Os dados são do Atlas da Violência e do Anuário Brasileiro de Segurança Pública de 2020. Esse tipo de violência atinge principalmente mulheres negras, mas também faz entre suas vítimas mulheres brancas, indígenas, pardas, amarelas. Não faz distinção entre adultas, idosas, jovens e crianças, nem entre mulheres cis ou trans, e héteros, lésbicas ou bissexuais.

Atinge quem mora na região Norte do Brasil assim como quem está no Nordeste, no Centro-Oeste, no Sudeste ou no Sul. Tampouco escolhe classe social: dia a dia, faz vítimas em comunidades pobres, na classe média e também em casas luxuosas. Ela não distingue vítimas com preferência ideológica à esquerda, à direita nem ao centro.

Depois de consultar especialistas no tema — a promotora Fabíola Sucasas, do Ministério Público de São Paulo, Jamila Jorge Ferrari, coordenadora das Delegacias de Defesa da Mulher do Estado de São Paulo, e Ana Beatriz El-Kadri, da ONG Mapa do Acolhimento —, a Catraca Livre desenvolveu a campanha #ElaNãoPediu, de enfrentamento à violência doméstica.

Arte com a frase: "a violência doméstica não é só física"
Crédito: Camila Lustosa / Catraca LivreA violência doméstica pode acontecer de diversas formas

E por que #ElaNãoPediu?

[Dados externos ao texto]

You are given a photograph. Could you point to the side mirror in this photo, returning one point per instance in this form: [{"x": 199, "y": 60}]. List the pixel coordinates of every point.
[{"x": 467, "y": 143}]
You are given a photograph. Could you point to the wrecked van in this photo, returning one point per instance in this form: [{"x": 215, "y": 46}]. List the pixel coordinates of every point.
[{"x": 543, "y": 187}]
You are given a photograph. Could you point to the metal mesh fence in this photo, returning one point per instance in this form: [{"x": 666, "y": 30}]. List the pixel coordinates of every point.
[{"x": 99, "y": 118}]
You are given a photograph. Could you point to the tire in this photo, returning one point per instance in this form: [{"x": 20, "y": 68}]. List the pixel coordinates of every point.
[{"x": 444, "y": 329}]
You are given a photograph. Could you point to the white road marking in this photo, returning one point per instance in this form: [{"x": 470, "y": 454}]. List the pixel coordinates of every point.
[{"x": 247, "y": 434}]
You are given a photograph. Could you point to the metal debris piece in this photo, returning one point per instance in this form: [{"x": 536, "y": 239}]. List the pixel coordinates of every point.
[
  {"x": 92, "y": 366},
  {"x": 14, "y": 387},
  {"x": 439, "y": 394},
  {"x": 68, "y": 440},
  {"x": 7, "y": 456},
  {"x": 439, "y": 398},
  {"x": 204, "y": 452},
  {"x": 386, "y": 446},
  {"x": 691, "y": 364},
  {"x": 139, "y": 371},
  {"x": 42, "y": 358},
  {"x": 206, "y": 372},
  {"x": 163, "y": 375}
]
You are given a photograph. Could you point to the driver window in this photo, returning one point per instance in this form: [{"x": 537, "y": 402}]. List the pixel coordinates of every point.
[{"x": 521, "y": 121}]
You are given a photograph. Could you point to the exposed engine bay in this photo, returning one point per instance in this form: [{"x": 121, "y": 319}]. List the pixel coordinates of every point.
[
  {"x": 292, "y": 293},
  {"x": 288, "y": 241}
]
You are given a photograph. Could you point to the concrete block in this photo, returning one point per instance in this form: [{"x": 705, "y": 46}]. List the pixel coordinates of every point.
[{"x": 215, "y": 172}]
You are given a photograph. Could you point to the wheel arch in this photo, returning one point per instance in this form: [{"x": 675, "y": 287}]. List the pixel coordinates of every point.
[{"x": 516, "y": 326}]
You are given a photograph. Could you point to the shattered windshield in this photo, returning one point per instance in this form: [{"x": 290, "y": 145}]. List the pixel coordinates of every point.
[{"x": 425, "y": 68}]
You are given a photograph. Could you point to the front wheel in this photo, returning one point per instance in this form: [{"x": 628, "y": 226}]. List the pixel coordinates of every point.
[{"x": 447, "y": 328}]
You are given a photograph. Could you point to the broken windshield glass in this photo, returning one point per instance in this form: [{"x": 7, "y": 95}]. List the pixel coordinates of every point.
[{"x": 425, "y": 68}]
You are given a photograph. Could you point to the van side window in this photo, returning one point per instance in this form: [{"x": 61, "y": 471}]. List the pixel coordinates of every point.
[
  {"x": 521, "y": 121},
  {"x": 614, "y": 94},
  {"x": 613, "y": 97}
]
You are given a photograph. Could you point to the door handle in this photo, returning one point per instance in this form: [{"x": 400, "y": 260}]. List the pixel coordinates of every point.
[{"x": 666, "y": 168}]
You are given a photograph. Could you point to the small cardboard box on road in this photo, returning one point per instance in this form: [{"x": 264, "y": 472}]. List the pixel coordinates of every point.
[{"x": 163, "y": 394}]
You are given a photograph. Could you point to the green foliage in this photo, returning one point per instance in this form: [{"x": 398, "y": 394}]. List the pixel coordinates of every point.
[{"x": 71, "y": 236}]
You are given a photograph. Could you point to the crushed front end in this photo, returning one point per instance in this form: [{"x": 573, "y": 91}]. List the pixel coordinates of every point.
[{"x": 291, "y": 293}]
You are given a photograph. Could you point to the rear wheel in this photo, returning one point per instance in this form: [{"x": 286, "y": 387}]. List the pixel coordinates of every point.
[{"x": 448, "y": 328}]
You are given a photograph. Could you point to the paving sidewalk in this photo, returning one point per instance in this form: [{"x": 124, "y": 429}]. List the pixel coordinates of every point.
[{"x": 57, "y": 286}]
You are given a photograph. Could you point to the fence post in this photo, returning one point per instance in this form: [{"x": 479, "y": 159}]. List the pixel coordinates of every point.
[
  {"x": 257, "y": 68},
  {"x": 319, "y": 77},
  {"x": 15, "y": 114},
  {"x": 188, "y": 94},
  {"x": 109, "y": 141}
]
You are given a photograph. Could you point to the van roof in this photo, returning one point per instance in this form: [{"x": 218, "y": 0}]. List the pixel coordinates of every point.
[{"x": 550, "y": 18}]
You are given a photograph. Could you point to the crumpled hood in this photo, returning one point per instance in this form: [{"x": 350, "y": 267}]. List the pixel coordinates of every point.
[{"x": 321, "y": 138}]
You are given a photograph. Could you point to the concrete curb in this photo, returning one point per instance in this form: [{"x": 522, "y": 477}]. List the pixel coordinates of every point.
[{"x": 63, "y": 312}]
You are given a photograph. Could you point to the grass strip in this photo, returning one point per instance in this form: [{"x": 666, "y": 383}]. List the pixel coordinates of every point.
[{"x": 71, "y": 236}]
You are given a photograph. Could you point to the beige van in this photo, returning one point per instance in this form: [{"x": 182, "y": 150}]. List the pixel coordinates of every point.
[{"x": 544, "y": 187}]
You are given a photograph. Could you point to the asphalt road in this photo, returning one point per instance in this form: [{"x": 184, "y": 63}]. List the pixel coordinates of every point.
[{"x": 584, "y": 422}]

Simples: a campanha também busca desmistificar frases reproduzidas pela sociedade, mas que são prejudiciais às próprias vítimas. Afinal, a mulher não apanhou por que “estava pedindo”, não pediu para sofrer violência psicológica, não pediu para ser impedida de exercer sua profissão, não pediu para ser humilhada, não pediu para ser afastada de amigos e familiares. Não. #ElaNãoPediu.

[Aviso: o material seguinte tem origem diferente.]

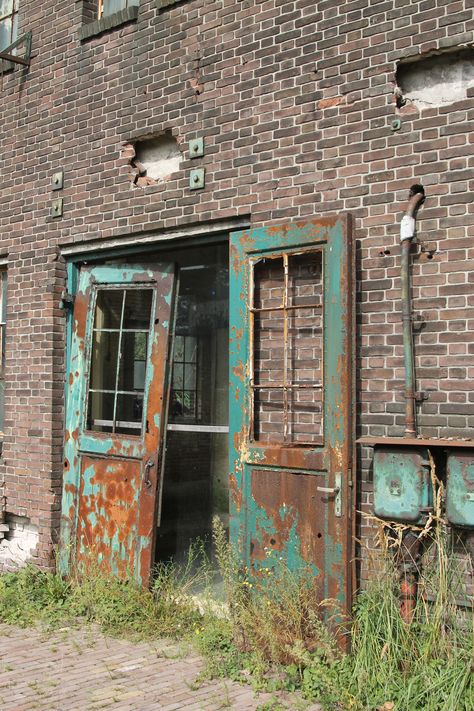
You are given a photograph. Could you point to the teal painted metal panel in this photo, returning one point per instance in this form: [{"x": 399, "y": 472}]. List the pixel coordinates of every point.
[
  {"x": 402, "y": 484},
  {"x": 278, "y": 511},
  {"x": 111, "y": 479},
  {"x": 460, "y": 488}
]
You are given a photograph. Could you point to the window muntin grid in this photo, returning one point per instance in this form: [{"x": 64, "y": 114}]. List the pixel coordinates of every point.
[
  {"x": 118, "y": 360},
  {"x": 286, "y": 379},
  {"x": 184, "y": 387}
]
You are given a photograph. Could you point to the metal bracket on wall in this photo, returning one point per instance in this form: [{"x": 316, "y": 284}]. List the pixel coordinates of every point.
[
  {"x": 57, "y": 208},
  {"x": 67, "y": 301},
  {"x": 7, "y": 56},
  {"x": 196, "y": 147},
  {"x": 197, "y": 178},
  {"x": 57, "y": 182}
]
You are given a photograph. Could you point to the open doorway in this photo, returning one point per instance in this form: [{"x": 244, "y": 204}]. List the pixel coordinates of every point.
[{"x": 195, "y": 471}]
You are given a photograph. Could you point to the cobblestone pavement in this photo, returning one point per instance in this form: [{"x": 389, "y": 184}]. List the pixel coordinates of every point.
[{"x": 81, "y": 669}]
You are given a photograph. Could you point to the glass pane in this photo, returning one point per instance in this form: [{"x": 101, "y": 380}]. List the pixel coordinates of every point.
[
  {"x": 133, "y": 361},
  {"x": 5, "y": 33},
  {"x": 111, "y": 6},
  {"x": 268, "y": 348},
  {"x": 305, "y": 346},
  {"x": 190, "y": 349},
  {"x": 179, "y": 349},
  {"x": 178, "y": 373},
  {"x": 108, "y": 308},
  {"x": 129, "y": 412},
  {"x": 305, "y": 419},
  {"x": 104, "y": 358},
  {"x": 305, "y": 279},
  {"x": 189, "y": 403},
  {"x": 296, "y": 418},
  {"x": 189, "y": 376},
  {"x": 6, "y": 7},
  {"x": 268, "y": 415},
  {"x": 268, "y": 283},
  {"x": 101, "y": 412},
  {"x": 137, "y": 312}
]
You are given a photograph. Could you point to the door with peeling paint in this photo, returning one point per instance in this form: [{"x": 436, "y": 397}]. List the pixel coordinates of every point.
[
  {"x": 291, "y": 359},
  {"x": 116, "y": 409}
]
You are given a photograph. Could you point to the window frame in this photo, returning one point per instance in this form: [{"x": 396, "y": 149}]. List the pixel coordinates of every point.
[
  {"x": 14, "y": 17},
  {"x": 3, "y": 328}
]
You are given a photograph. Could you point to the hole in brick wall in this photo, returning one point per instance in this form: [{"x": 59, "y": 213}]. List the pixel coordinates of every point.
[
  {"x": 18, "y": 542},
  {"x": 435, "y": 80},
  {"x": 154, "y": 160}
]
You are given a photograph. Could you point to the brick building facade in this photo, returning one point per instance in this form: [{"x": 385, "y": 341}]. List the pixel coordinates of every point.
[{"x": 302, "y": 117}]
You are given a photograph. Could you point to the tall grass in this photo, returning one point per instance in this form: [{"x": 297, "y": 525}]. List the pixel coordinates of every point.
[{"x": 278, "y": 632}]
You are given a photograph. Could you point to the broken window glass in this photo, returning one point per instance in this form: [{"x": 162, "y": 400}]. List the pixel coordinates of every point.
[
  {"x": 287, "y": 369},
  {"x": 119, "y": 351}
]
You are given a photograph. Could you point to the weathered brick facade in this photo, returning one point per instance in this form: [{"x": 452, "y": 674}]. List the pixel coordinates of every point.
[{"x": 295, "y": 101}]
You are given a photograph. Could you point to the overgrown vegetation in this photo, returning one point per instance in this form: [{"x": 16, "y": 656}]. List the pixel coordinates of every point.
[{"x": 276, "y": 634}]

O destaque em novembro tem como objetivo trazer reflexão para o Dia Internacional de Combate à Violência contra a Mulher, celebrado no dia 25. A campanha se baseia em três eixos:

– o primeiro é a divulgação de conteúdos que destrincham o problema e mostram caminhos possíveis para resolvê-lo;

– o segundo, uma websérie nas redes sociais da Catraca. Em quatro episódios, contamos histórias de mulheres vítimas da violência doméstica pelo Brasil e discutimos a questão a partir da análise de especialistas;

– o terceiro, trata-se de uma ferramenta que centraliza programas de combate ao problema e também oferece, a partir de um quizz simples, caminhos para quem ainda não sabe que tipo de ajuda precisa para sair do ciclo da violência. São, inicialmente, projetos do poder público e outros desenvolvidos pela sociedade civil, presentes nas 26 capitais e no Distrito Federal.

Ouvimos histórias de vítimas dessas agressões que, quase sempre, têm um mesmo padrão: um ciclo que se repete por muito tempo até que a mulher consiga perceber que vive um relacionamento abusivo e que, na maioria das vezes, vai precisar de uma rede de apoio para conseguir romper este ciclo e se libertar do agressor.

Arte com a frase: "quebre o ciclo: denuncie a violência doméstica contra as mulheres"
Crédito: Camila Lustosa / Catraca LivreA ação vai direcionar as mulheres que querem denunciar a violência doméstica

Outro ponto importante: a violência é algo gradual. A agressão física nem sempre é o primeiro ato do agressor. Geralmente, o relacionamento abusivo tem início com pressões psicológicas, humilhação e falas que minam aos poucos a autoestima da vítima.

A vítima precisa procurar e receber ajuda a partir de acolhimento, apoio psicológico, ajuda jurídica, e, dependendo do caso, atendimento médico e odontológico, além de capacitação para que possa ter uma renda e se torne independente financeiramente. O trabalho de prevenção é considerado o mais importante: quanto mais cedo meninos e meninas estiverem sensibilizados para o tema, menor deve ser a ocorrência dessas agressões.

Neste mês, vamos mostrar o retrato da violência doméstica no Brasil. Mas não fiquemos só em novembro: compartilhe sempre conteúdos e serviços de fontes seguras que podem ajudar outras mulheres a se desvencilhar do problema.